In the Western Conference finals, Golden State swept the Portland Trail Blazers 4–0, with three of the wins including comebacks of 15 points or more. After starting nine consecutive games, Iguodala missed the deciding Game 4 with a sore left calf injury from Game 3. Curry averaged a series career-high 36.5 points, the highest average by a player in a four-game sweep in NBA history. He and Green both had triple-doubles in Game 4, becoming the first teammates in NBA playoff history to achieve the feat in the same game. The Warriors became only the second team to reach five straight NBA Finals, joining the Boston Celtics (1957–1966). (Note: The Celtics advanced 10 straight times, winning nine, including eight consecutive.) Golden State was down 3–1 in the 2019 finals to the Toronto Raptors when Durant returned in Game 5. The Hamptons Five started the game, but Durant ruptured his right Achilles tendon in the second quarter. The Warriors lost the series in Game 6, when Thompson tore the anterior cruciate ligament (ACL) in his left knee. Both Durant and Thompson were expected to miss most, if not all, of the following season.

==Aftermath==
After the 2018–19 season, the free agent Durant announced that he would sign with the Brooklyn Nets, while Thompson agreed to re-sign with Golden State. Eyeing a replacement for Thompson while he recovered from his injury, the Warriors traded Iguodala to the Memphis Grizzlies in order to free salary cap space to acquire All-Star guard D'Angelo Russell in a sign-and-trade package with Brooklyn for Durant. After Durant's and Iguodala's departures, Warriors CEO Joe Lacob announced his intention to eventually retire their numbers.
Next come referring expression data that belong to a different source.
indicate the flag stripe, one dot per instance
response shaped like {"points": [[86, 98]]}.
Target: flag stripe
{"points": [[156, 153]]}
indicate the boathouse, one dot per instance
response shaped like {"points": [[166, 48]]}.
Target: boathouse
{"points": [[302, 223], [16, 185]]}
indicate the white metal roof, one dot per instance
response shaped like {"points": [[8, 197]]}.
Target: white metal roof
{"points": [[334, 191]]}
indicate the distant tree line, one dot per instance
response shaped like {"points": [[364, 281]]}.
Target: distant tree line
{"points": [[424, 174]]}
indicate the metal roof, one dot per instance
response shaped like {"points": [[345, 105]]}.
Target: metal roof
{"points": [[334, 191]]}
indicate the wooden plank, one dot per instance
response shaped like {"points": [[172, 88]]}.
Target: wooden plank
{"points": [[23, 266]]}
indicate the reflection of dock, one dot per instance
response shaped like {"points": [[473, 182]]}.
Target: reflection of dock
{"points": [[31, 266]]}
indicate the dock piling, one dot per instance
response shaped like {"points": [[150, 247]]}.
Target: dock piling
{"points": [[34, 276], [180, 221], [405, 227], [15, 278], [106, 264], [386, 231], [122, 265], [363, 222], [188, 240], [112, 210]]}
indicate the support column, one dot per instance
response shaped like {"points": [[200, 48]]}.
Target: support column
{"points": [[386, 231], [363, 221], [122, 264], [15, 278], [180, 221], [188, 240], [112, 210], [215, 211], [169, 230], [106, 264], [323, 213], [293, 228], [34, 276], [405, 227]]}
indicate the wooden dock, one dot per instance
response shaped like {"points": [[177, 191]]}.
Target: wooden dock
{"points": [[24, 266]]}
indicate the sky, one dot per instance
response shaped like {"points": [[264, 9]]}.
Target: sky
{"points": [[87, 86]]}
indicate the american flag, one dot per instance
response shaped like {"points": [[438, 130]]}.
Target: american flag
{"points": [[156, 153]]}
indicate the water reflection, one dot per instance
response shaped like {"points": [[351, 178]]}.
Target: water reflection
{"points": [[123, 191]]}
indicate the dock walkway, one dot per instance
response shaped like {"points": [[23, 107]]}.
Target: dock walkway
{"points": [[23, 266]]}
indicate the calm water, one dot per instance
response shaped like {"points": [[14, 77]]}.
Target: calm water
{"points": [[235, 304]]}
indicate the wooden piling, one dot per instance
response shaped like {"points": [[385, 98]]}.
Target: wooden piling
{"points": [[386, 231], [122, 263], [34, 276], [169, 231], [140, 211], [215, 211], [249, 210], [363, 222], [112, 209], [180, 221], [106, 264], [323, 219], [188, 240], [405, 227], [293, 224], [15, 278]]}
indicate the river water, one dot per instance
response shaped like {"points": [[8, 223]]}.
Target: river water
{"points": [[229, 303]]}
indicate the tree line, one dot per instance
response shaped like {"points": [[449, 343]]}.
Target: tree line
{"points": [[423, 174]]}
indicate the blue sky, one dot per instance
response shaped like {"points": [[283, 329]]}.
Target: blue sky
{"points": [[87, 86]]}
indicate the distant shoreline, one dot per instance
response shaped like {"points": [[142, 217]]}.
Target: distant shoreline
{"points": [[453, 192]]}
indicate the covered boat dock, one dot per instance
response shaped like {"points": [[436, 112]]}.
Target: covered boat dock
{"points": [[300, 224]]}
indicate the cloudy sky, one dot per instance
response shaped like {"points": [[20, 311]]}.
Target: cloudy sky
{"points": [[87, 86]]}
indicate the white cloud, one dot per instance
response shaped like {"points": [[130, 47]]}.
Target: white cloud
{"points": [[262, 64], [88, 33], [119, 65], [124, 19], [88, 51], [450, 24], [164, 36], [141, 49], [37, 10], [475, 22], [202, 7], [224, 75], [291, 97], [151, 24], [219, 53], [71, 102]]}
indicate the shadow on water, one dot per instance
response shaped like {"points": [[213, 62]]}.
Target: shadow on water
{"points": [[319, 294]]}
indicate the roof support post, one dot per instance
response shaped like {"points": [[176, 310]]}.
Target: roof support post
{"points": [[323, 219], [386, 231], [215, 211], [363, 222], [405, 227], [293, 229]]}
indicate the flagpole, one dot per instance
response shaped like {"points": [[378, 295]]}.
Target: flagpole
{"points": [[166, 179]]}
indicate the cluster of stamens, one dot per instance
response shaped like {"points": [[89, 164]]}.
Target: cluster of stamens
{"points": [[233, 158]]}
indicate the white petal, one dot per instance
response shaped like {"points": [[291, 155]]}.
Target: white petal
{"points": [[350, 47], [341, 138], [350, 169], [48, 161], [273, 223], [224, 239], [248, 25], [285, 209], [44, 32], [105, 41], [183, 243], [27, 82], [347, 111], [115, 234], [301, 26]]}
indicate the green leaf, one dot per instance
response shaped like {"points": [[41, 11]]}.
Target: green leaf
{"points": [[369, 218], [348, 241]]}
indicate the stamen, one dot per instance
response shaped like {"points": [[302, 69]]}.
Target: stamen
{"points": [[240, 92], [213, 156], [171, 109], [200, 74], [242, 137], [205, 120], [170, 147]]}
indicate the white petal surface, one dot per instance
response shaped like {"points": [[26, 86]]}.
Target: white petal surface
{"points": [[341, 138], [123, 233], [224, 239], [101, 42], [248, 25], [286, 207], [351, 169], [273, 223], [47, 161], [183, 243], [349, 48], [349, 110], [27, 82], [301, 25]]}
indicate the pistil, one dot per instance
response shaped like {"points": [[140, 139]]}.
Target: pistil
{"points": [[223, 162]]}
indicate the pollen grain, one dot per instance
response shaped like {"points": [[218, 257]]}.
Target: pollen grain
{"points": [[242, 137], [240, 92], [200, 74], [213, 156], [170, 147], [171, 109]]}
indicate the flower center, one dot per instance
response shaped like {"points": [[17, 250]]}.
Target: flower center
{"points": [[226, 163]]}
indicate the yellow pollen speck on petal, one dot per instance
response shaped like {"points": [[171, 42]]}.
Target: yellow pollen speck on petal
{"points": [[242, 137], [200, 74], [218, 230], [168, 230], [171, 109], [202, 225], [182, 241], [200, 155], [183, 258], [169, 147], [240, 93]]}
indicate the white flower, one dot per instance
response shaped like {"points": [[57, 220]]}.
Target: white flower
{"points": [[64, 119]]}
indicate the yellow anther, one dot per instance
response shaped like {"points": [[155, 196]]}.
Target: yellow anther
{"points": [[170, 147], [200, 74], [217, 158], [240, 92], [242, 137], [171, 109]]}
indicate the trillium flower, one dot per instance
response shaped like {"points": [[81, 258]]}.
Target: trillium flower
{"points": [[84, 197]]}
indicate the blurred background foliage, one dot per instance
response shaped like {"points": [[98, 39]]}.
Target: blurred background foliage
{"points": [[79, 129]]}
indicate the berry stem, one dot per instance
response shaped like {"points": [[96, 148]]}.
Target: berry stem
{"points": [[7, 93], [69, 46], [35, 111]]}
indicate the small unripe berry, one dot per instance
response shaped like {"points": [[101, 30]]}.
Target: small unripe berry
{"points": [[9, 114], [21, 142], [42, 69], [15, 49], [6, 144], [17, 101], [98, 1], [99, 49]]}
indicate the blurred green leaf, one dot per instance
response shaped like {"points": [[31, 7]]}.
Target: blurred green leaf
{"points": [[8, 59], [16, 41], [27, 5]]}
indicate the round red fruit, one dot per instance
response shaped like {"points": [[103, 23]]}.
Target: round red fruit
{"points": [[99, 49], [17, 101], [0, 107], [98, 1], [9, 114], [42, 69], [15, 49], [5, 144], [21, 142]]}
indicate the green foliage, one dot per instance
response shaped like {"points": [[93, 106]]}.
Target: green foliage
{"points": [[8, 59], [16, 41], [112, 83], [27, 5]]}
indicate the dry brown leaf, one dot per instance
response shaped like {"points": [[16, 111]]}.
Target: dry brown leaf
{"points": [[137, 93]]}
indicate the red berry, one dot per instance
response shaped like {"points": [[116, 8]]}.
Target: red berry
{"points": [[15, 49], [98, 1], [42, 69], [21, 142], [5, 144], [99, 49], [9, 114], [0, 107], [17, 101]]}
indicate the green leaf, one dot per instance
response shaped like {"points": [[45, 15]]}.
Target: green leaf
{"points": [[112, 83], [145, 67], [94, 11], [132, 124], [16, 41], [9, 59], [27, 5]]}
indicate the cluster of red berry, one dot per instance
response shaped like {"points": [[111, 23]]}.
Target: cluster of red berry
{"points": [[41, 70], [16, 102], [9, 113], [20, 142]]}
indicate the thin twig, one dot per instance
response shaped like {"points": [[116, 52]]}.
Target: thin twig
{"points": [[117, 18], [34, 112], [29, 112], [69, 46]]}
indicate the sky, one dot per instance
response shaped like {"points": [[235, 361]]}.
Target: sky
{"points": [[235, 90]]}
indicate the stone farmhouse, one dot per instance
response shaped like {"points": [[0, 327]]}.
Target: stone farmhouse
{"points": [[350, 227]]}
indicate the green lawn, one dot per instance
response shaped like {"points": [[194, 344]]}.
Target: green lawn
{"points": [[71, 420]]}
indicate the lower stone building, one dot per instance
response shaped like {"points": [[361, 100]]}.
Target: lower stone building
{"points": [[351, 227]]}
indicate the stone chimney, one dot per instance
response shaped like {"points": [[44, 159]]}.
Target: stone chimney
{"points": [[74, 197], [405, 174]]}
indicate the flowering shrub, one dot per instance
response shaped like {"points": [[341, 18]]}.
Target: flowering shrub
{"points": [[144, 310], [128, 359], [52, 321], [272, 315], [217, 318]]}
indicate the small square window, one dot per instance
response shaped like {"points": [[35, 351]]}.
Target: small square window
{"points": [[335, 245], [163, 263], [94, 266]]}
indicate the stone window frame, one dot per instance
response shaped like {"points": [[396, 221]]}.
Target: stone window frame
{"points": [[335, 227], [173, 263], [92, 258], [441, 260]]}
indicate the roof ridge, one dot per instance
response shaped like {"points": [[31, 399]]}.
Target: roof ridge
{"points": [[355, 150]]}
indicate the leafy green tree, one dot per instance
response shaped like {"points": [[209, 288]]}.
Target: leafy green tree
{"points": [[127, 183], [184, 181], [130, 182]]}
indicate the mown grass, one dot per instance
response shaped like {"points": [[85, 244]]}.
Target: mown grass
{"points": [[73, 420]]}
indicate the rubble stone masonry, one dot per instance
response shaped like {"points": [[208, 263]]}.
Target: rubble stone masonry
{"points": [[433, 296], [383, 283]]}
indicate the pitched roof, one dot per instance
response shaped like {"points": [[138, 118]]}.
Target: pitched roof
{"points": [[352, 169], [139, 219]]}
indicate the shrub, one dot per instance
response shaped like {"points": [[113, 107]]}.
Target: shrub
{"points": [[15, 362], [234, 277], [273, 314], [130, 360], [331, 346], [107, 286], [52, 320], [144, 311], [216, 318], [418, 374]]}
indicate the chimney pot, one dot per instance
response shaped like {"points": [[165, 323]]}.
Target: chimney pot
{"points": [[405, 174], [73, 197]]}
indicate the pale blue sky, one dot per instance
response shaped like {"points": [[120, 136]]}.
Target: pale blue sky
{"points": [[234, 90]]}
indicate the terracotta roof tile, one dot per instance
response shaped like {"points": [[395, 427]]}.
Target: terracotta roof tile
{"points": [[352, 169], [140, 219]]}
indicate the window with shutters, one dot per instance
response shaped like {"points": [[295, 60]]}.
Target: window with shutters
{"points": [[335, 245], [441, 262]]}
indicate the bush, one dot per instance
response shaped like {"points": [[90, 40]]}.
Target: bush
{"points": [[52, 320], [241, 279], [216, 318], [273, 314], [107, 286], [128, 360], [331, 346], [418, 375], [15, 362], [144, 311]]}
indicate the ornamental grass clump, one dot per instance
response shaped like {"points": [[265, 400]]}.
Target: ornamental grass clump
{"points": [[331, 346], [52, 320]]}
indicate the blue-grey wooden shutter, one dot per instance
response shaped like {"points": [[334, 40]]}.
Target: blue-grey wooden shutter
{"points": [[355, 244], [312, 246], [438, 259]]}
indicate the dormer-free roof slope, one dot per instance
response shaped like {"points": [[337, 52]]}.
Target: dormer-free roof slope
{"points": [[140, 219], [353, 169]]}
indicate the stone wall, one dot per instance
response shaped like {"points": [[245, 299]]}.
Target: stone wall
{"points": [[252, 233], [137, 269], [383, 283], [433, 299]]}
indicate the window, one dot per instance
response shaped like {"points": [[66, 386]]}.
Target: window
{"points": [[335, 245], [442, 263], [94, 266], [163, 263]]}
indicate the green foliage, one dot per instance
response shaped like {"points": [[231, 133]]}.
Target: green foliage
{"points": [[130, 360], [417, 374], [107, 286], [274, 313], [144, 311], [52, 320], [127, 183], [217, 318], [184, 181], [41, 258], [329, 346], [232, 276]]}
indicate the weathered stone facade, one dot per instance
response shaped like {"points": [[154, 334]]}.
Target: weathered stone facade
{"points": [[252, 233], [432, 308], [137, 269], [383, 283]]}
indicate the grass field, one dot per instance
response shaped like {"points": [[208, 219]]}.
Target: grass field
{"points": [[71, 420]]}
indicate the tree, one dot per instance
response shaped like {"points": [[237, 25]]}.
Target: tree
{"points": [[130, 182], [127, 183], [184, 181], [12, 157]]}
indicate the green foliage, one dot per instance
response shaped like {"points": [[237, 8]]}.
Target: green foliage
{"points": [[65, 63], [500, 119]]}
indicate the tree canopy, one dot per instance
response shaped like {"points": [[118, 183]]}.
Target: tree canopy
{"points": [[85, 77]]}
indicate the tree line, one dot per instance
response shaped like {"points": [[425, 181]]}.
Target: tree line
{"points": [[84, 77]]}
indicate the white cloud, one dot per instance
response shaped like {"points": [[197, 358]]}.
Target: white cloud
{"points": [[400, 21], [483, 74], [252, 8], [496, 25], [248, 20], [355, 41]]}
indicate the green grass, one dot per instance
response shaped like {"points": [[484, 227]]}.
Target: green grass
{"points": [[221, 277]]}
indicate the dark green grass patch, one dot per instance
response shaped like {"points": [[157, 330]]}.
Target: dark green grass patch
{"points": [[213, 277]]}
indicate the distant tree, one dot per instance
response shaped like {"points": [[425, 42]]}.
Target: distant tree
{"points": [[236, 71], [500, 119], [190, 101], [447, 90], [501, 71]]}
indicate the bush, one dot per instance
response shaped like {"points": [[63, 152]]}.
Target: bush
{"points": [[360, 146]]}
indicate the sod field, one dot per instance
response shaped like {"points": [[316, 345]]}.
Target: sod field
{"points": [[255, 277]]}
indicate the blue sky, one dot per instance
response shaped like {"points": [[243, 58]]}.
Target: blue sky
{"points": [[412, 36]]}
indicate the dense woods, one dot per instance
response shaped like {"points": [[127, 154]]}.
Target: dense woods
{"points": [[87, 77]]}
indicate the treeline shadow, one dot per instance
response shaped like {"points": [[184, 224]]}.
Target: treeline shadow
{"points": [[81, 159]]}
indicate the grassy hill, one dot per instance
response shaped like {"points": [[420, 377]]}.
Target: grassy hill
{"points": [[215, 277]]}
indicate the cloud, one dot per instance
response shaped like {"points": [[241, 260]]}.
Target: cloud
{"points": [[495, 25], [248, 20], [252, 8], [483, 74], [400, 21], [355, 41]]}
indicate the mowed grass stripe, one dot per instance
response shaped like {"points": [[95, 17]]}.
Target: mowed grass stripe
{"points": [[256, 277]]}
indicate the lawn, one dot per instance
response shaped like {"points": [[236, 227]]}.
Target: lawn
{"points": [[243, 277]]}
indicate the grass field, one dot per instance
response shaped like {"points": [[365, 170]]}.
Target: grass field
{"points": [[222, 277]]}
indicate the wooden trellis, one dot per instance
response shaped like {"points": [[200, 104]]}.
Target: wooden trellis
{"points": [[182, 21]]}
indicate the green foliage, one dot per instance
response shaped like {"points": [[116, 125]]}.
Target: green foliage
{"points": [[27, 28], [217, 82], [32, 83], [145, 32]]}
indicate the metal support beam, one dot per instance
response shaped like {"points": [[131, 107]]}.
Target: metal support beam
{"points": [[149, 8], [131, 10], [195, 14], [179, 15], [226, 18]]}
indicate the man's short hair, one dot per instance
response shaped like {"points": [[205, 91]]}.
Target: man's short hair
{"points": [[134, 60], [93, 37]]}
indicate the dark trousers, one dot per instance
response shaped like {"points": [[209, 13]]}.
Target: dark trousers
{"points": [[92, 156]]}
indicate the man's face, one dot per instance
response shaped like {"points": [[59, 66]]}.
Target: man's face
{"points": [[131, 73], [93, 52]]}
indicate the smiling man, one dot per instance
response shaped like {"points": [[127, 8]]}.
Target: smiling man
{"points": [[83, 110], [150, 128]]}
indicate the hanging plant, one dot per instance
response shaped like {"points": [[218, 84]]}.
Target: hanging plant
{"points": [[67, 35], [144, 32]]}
In 2019–20, the Warriors moved into their new arena, Chase Center, which includes a hallway featuring drawings of each member of the Hamptons Five. Golden State finished with a league-worst 15–50 record. Thompson missed the entire season rehabbing his injury, and Curry was limited to five games all season after breaking his left hand in October. The Warriors' season ended prematurely due to the COVID-19 pandemic.